Just kidding. There's still more to do. 🤡
YOu can check to see the status of the underlying Let's Encrypt certificate with this:
microk8s kubectl describe -nkubeflow certificate tls-secret
You can also look at the ClusterIssuer to see what's going on there:
microk8s kubectl describe clusterissuer letsencrypt-staging
Assuming the DNS can resolve, it should work and you''ll see something that tells you the ready status is TRUE
and you'll know it's cool to switch the yample to use letsencrypt-prod
instead of letsencrypt-staging
and apply it again.
microk8s kubectl apply -f whatever.yaml
This Stack Overflow answer is an excellent reference.

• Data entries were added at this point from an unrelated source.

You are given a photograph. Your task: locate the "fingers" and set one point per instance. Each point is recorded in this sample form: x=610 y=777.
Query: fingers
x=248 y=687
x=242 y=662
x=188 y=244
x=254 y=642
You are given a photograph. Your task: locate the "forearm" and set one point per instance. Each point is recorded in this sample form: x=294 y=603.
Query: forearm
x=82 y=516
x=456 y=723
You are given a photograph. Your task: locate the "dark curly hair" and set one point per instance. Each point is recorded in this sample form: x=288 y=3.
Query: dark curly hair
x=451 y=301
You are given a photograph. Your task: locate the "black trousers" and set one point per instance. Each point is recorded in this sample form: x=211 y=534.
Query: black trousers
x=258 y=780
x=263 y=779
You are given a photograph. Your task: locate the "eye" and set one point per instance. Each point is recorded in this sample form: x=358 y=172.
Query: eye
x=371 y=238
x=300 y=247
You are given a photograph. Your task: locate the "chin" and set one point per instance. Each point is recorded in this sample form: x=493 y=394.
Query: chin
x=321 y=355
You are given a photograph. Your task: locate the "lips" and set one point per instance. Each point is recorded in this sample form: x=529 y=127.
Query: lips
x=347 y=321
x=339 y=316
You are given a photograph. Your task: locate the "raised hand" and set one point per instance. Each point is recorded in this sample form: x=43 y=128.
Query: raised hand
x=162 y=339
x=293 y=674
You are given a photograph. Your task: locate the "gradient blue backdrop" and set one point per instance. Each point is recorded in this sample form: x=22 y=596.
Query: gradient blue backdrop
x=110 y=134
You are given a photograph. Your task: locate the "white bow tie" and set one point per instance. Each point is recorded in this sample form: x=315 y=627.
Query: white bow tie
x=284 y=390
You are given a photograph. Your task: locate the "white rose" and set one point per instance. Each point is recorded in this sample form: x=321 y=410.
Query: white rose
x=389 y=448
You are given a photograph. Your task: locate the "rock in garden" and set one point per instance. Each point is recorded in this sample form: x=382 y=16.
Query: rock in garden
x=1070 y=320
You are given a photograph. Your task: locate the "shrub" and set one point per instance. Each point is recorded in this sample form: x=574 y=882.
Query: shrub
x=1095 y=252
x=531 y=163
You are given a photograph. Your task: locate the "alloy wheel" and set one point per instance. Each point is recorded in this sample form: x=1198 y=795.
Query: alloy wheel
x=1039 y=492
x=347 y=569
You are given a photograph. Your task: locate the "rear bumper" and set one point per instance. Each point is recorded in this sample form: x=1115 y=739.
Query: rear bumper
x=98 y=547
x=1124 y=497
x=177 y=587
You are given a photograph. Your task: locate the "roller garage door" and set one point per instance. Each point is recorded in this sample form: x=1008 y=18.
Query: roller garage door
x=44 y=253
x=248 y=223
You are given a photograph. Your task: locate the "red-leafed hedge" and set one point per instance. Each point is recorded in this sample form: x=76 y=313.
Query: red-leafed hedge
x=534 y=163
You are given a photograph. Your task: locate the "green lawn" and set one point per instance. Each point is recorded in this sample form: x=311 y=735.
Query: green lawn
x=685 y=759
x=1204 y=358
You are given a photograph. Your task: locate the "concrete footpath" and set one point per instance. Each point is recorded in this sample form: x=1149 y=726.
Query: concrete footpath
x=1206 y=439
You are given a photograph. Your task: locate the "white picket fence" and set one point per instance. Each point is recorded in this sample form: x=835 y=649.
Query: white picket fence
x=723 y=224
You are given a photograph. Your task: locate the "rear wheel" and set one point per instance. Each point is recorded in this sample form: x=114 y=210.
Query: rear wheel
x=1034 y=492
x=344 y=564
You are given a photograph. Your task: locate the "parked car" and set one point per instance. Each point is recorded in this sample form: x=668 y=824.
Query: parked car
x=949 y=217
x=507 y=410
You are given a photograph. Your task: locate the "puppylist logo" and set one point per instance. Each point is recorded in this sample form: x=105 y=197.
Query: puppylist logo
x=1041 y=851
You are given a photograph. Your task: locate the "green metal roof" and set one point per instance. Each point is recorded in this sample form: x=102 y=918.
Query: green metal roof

Now, you need to tell Kubeflow what the domain is through this config:
juju config dex-auth public-url=https://your.cool-domain.com
juju config oidc-gatekeeper public-url=https://your.cool-domain.com
juju config dex-auth static-username=admin
juju config dex-auth static-password=admin
You can watch all the dashboards and you'll see the oidc-gatekeeper
pod restart and then you'll be able to log in with the username and password you set above.
Tearing it all down
One noce thing is that wiping the whole thing and rebuilding it is straight forward. I had to do this dozens of times and wrote this post as a way to remember all the steps.
sudo snap remove microk8s --purge; juju unregister -y microk8s-localhost
sudo snap remove --purge juju
rm -rf ~/.local/share/juju
Gone.
What can you use Kubeflow for?
I'll let ChatGPT answer that. I dunno, do whatever you want! Let me know.